Kabumpo to the Rescue

You have guessed that it was our old friend Humpy who had begged a breakfast of Tora, the tailor. You see the Elegant Elephant, travelling like the wind itself, had carried Dorothy and the dummy almost to the exact spot where Snip and Tora had fallen out of the Fare-well. Then, exceedingly fatigued by his unaccustomed exertion, Kabumpo had gone off in search of some lunch.

Snip had scarcely recovered from the shock of Humpy's sudden disappearance when back he came, holding Dorothy tightly by the hand. Now the little button boy had often seen pictures of Dorothy in the history books of Kimbaloo, but she had always been dressed as a Princess, so we cannot blame him for failing to recognize the shabby little girl who stood staring so earnestly at the tired tailor of Oz.

"Why he has no ears at all," cried Dorothy. Then, catching sight of Snip, she stopped short. "We were wondering whether you could lend us some lunch," faltered Dorothy, talking very fast to cover her embarrassment. "Kabumpo can eat tree-tops and Humpy does not eat at all, but I've had nothing but a tomato since breakfast and I'm very hungry."

"There's a breakfast bush over yonder," answered Snip, waving sulkily toward the grove. Tora had saved his face and he was not going to have him laughed at. Dorothy turned to see for herself and, as she did, Tora arose and moved quickly over to the dummy.

"You remind me of someone I used to know," sighed the tailor, fingering Humpy's green velvet robe dreamily. "Who are you? Are you real?"

"Well, not quite. You see," began Dorothy, "he's a moving picture dummy." Suddenly remembering that the tailor could not hear her, she turned back to Snip. "Where are his ears?" asked the little girl nervously.

"Here they come now!" cried Snip, forgetting his vexation and, setting down the two breakfast dishes, he waved his cap excitedly in the air. As Snip waved and pointed, Dorothy saw the tailor's ears whizz giddily over a lilac bush and then settle softly, one on each side of his head.

"Who did you say you were?" asked Tora calmly, continuing his conversation with Humpy and paying no more attention to his ears than we would pay to a couple of flies.

"A dummy!" whispered Humpy, blinking his painted eyes, while his voice grew fainter and fainter with astonishment. "I am a dummy, but what in Oz are you?"

"A tailor," answered Tora with a wink at Snip. "Well, that's a splendid cloak you're wearing, and a crown too. Are you a king, dummy?"

"No, he's a dummy king," explained Dorothy, looking longingly at the hot breakfasts. "If we could just sit down and have something to eat I could tell you all about him. Then, maybe, you would tell me a little about your—" Dorothy was going to say ears but, fearing this might not be quite polite, she changed it quickly to selves. The little girl cast a curious sidelong glance at Snip, but the button boy was gazing intently at the dummy.

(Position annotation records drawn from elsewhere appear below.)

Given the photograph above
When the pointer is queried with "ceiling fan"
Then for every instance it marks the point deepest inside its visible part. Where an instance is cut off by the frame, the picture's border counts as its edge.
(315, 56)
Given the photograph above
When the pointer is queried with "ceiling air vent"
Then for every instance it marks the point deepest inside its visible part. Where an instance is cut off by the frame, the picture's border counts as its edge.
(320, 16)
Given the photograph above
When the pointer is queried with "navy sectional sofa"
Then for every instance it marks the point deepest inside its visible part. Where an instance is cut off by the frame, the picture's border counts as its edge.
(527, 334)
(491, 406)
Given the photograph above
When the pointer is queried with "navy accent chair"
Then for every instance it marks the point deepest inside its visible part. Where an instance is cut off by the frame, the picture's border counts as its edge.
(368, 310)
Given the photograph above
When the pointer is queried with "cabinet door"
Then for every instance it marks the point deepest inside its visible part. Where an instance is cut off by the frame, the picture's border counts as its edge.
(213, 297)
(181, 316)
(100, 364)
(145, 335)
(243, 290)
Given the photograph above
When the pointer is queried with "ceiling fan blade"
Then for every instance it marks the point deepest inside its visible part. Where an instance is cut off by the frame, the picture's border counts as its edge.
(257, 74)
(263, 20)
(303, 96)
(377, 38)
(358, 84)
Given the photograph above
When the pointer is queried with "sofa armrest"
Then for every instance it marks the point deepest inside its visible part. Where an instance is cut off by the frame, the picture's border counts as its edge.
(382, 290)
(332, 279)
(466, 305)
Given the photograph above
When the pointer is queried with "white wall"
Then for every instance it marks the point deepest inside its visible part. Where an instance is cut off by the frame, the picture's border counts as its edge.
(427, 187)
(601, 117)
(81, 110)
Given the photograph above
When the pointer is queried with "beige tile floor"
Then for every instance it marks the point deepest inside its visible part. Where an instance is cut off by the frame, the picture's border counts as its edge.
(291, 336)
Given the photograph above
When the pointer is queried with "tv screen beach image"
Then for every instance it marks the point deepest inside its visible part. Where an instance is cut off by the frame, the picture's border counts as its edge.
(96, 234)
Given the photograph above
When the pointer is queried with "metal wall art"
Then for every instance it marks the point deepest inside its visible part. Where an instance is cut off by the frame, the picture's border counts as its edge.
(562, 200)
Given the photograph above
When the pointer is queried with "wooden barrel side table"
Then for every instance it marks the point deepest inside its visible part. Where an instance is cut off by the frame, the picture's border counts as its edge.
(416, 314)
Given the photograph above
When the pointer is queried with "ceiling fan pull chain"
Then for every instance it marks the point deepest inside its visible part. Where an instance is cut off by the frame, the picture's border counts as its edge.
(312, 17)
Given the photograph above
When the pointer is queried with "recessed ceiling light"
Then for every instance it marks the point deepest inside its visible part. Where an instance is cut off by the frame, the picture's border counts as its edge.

"Why we're looking for a king," exploded Snip excitedly. "Oh Tora, do you suppose this could be he?"

"Why not do as this little lady suggests?" interrupted Tora, for he could see that Dorothy was weary as well as hungry. "Let's have breakfast together and then talk things over."

"Well, don't start until I come back," called the little boy, as Dorothy settled comfortably down beside the tailor. In a moment Snip had returned with another breakfast and, while Humpy looked on curiously, they opened the silver dishes Snip had picked from the breakfast bush. What could be cozier? Bacon, eggs, toast and a small sealed cup of coffee grew neatly in each one, but it never occurred to Dorothy, Snip or the tailor to be surprised at this, for breakfast bushes are quite common in Oz. Humpy, however, had seen nothing like this in the movies and kept up a low muttering to himself, as he watched them eat one and then another dainty from the dishes.

"Now then," smiled the tailor, after he had taken a long sip of coffee, "suppose you begin." He looked expectantly at Dorothy. "I think you must be the little girl my ears were telling me of a while back, but where is the elephant?"

"Mercy!" spluttered Dorothy, nearly choking on her coffee. "Do your ears tell you everything?"

"Oh no, just odds and ends of things," answered Tora, reaching up to touch them affectionately.

"Well, did they tell you about me?" inquired Humpy, straightening his crown importantly.

"No," smiled the old man. "That's just what we're waiting to hear, though I declare I have seen you somewhere before. Have you ever seen me?"

Humpy shook his head very positively and Dorothy, settling back against a tree, proceeded with her story. Introducing herself modestly and beginning with Wish Way, she related every single thing that had happened since her fall into California.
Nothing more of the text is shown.